Ryan B said that a number of important new chemical interventions were being developed showing promise in reducing the brain plaques commonly associated with Alzheimer’s disease. Ensuing discussion also considered the possibility that other chemicals such as MDMA may have similar promise in releasing the emotional knots associated with trauma. Alex Grey pointed out that long term effects on down-regulating brain chemical receptors has to be considered, as some chemical interventions like MDMA can lead to a deficit in the neurochemical receptors for serotonin or oxytocin that promote happiness.

It was also suggested that the use of humor may be a non-chemical intervention capable of the same effect. One viewpoint is that any given set of facts can be written as a drama, tragedy, mystery, or a comedy. Perhaps communications-oriented processes that help to see the humor in terrible tragedies may also help to relieve the emotional knots associated with trauma. However, the use of these sorts of techniques in American culture may be challenging to adopt, owing to a propensity to take ourselves too seriously.

Yoni Donner discussed his new research with, which is a free web app for measuring a number of aspects of intelligence. He said the app takes about fifteen minutes to establish a baseline, and allows participants to track how different aspects of their cognitive performance change over time. He said that care was taken to minimize training effects, so that the tool is better able to track other interventions, training, nutrition, or environmental factors on various types of intelligence.

He noted that they decided to keep the interface as simple as possible so that it could be easier to use. Although the use of sophisticated brain tracking was considered, it was not included owing to the relative paucity of deployment and the logistical challenges associated with setting up and using existing brain training equipment.

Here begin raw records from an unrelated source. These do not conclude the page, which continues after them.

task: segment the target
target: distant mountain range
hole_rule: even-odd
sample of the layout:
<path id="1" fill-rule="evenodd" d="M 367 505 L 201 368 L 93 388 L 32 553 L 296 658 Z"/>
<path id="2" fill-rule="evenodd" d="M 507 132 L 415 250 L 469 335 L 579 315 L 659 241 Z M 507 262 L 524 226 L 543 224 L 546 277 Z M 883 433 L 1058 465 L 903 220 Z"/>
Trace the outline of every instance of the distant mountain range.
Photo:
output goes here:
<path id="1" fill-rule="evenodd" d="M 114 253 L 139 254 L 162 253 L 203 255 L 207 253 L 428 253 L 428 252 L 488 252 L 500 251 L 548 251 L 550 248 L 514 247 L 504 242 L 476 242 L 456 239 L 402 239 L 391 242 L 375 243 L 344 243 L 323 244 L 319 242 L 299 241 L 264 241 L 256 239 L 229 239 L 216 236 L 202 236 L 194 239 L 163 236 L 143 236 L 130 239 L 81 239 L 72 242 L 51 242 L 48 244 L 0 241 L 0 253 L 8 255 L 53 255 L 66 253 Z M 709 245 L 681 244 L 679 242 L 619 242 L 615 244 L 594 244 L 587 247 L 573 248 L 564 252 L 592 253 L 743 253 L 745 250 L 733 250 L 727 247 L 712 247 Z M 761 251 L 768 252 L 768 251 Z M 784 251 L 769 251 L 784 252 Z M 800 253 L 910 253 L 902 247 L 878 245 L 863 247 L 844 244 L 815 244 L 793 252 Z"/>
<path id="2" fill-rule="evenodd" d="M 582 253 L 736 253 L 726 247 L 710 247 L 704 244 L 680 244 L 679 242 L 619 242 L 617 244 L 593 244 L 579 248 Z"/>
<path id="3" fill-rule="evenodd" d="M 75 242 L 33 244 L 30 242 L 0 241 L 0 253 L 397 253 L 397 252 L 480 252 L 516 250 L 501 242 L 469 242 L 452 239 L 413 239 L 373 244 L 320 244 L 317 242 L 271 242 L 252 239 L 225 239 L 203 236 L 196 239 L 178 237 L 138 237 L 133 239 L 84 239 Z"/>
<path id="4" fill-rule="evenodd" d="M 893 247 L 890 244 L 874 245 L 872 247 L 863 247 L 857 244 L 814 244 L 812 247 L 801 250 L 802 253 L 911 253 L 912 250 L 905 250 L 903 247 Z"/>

Phil von Stade discussed his interest in deriving some meaning, doing research on, or creating art from the 20,000 feet of archived family movies, and thousands of hours of video recordings he has, dating back to the 1950s. In addition, he has also shot several gigabytes of his own picture and video logs. He pointed out that the sheer size of the dataset makes it difficult to find or organize content in a useful way. Some efforts have been made to create slideshows and stories from this archive.

Tools which are automatically able to tag content with metadata such as participants, date, emotional patterns, behavioral data, or even physiological data might be useful in helping to better index such an archive.

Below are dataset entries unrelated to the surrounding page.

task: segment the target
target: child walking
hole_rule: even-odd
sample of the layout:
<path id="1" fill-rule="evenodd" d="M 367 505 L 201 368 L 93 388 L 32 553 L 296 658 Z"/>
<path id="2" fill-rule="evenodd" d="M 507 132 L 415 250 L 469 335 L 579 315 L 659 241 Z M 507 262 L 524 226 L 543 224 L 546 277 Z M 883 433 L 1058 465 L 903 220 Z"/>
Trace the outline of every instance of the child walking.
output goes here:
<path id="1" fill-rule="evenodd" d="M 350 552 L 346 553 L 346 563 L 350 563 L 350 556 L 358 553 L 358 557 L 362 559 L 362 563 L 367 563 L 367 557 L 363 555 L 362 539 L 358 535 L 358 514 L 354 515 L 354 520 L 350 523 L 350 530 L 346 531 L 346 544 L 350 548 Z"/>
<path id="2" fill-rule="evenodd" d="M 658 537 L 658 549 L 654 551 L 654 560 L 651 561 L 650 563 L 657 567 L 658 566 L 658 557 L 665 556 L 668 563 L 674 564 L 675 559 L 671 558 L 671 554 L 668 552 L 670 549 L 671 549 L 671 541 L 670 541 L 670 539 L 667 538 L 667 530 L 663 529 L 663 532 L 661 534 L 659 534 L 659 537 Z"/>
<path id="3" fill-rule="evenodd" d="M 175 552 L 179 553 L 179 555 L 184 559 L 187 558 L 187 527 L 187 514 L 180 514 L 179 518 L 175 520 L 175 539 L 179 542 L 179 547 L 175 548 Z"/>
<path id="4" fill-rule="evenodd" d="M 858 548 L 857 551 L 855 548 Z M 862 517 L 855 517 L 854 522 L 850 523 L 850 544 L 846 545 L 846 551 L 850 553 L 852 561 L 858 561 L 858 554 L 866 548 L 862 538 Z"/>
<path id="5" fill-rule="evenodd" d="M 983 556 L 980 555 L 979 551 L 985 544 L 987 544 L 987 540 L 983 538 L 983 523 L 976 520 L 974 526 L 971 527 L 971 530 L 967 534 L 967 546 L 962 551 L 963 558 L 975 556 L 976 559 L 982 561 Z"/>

There was also some discussion about the use of pH data from urine and other bodily fluids as a marker for other changes in the body. Steven Fowkes said that tracking pH was good for indentifying various physiological states associated with inflammation, leaky-gut syndrome, and other health effects. Some practical considerations were noted with existing measuring techniques, which require one to hold a strip in front of a stream of urine and disposing of this without creating a mess. A pH sensor mounted in the toilet with a Wi-Fi connection could solve these challenges, and provide a potentially reliable, no-touch measurement system for health research.

This led to a discussion on some of the challenges associated with current limitations in describing food. As it stands, many tracking systems might consider wheat from different sources, production processes, and species as identical, while each may have wildly different cooking and health effects, noted Raj. For example early research suggested that high-meat diets were leading to high-level of cholesterol and fatty deposits in the late 1960s. Follow up research suggested that it was in fact a growth in the consumption of grain-fed cattle that were causing these effects.

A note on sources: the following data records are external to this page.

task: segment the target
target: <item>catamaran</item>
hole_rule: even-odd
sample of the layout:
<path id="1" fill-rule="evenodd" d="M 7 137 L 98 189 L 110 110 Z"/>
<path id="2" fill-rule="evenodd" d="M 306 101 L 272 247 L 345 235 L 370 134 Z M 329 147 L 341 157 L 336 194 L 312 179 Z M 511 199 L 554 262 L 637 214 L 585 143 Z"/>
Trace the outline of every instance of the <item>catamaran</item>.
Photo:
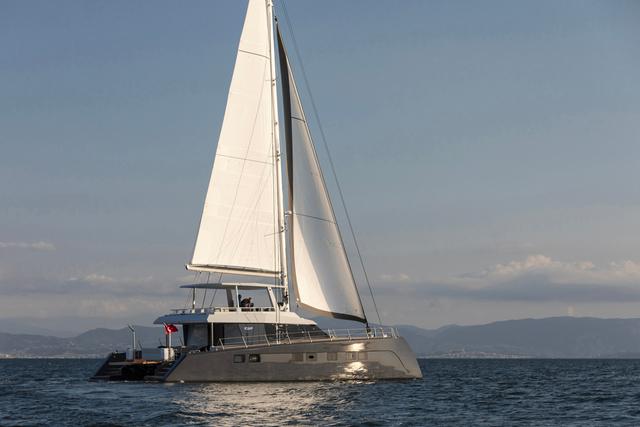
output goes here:
<path id="1" fill-rule="evenodd" d="M 166 345 L 138 350 L 134 338 L 131 349 L 110 354 L 93 379 L 422 377 L 414 353 L 397 330 L 367 320 L 272 0 L 249 0 L 195 248 L 186 268 L 200 279 L 182 286 L 189 292 L 190 306 L 155 321 L 165 326 Z M 223 280 L 229 277 L 240 279 Z M 364 327 L 322 330 L 292 309 L 292 294 L 295 306 L 306 313 L 357 321 Z M 180 345 L 171 345 L 174 325 L 182 326 Z"/>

There are also curious discrepancies and changes in the nutrient database compiled by the USDA, which is often used by tracking programs to estimate the nutritional composition of various foods. For example, the average levels of calcium for the same portion of kale and calcium dropped 10-fold between 1980 and 1990. Perhaps improvements in the farm-to-fork databases now being mandated in the US could help to rectify these discrepancies.